Leibowits v. Leibowits

OPINION of the court

Per Curiam.

Section 234 of the Domestic Relations Law provides the authority for the issuance of an order restraining disposition of marital assets during the pendency of a divorce action. Therefore, compliance with the formalities and *536jurisprudential requirements of CPLR article 63 relative to preliminary injunctions is not a prerequisite to an order of restraint.

During the current action, the defendant husband moved for an order directing his wife to account for and turn over to him'the contents of a safe deposit box which she controlled and which contained securities and other assets, some of which were jointly owned and others of which the husband owned individually. In opposition, the wife contended that while her husband was entitled to the return of his inherited property, the remaining assets constituted marital property to which he was not entitled. Special Term ordered the plaintiff to account for the assets in the box and give the husband his inherited assets. However, the court denied the turnover motion insofar as it related to marital property on condition that the wife not dispose of the property during the litigation. Despite the wife’s failure to move for affirmative relief on her own behalf, the court also issued an order restraining the husband from disposing of marital property within his control. It is that directive which the husband now challenges as baseless in the absence of a motion for a preliminary injunction pursuant to CPLR article 63.

We conclude that Special Term erred in its sua sponte restraint of the husband’s disposition of marital property. Due process requires written notice from the moving spouse that he or she seeks possession of marital assets or a restraint on their disposition. Thus, the portion of the order restraining the husband from disposing of marital property should be deleted.

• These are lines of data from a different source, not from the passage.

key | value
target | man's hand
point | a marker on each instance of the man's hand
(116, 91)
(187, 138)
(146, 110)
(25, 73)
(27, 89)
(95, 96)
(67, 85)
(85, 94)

However, the portion of the order that restrained the wife from disposing of marital property as a less drastic alternative to the requested turnover application was a proper exercise of discretion and authority under section 234 of the Domestic Relations Law. The pertinent portion of that section provides: “In any action for divorce * * * the court may * * * make such direction, between the parties, concerning the possession of property, as in the court’s discretion justice requires having regard to the circumstances of the case and of the respective parties.” The section derives from section 1164-a of the former Civil *537Practice Act which applied to actions for separation and was enacted to decide the right of possession of real property held by the husband and wife as tenants by the entirety. Recognizing that a separation judgment does not terminate a tenancy by the entirety, the Legislature adopted section 1164-a in an effort to prevent the harm that could be caused by a vindictive spouse who attempted to transfer or encumber his or her interest in such property so as to harass the other spouse (Kahn v Kahn, 43 NY2d 203, 208; 1953 Report of NY Law Rev Comm, pp 485-486).

Section 234 of the Domestic Relations Law extended the judicial power over the possession of property to encompass both real and personal property. The power was clearly designed to be utilized without regard to the state of title (1963 Report of Joint Legislative Committee on Matrimonial and Family Law, NY Legis Doc, 1963, No. 34, pp 81, 84-85; 2 Foster-Freed, Law and the Family, § 22:37, p 103), and it gives the court “broad and flexible control” over the possession of property (Siegel, Practice Commentary, McKinney’s Cons Laws of NY, Book 14, Domestic Relations Law, § 234, p 33, 1982-1983 Pocket Part), by providing in-kind support through possession of real (Scampoli v Scampoli, 37 AD2d 614), or personal property (Troiano v Troiano, 87 AD2d 588; Silbert v Silbert, 22 AD2d 893, affd 16 NY2d 564), by excluding one spouse from premises occupied by another (Minnus v Minnus, 63 AD2d 966), or by restraining transfers of property pendente lite (Zeeve v Zeeve, 44 AD2d 838; Weaver v Weaver, 37 AD2d 614).

The section 234 power to direct one party to deliver possession to the other necessarily includes the power to prevent a party from frustrating such delivery by improper disposition of assets. In these days, that power of restraint is vital to meaningful enforcement of the equitable distribution statute. Not only is this conclusion consistent with the new law’s recognition of the parties’ “economic partnership” (Governor’s Approval Memorandum, McKinney’s Session Laws of NY, 1980, p 1863), but it has support in the State’s abiding interest in family relationships (Fearon v Treanor, 272 NY 268; di Lorenzo v di Lorenzo, 174 NY 467), especially in allocating the economic burdens so that members of the former family group are not “destroyed by *538crushing economic and psychological pressures” (Phillips v Phillips, 1 AD2d 393, 397, affd 2 NY2d 742). Absent the authority provided in section 234 of the Domestic Relations Law, a spouse who seeks to prevent the dissipation of marital assets would be compelled to obtain a preliminary injunction pursuant to CPLR article 63. Such injunctive relief would, in turn, require the moving party to post an undertaking and establish the probability of success. Considering the often great disparity between the financial capacities of spouses, the need to comply with article 63 would chill the efforts of the relatively impoverished to prevent the more affluent from frustrating justice by disposing of marital assets.

Accordingly, the order should be modified by deleting the provision restraining the husband from disposing of marital property during the litigation. As so modified, the order should be affirmed insofar as appealed from.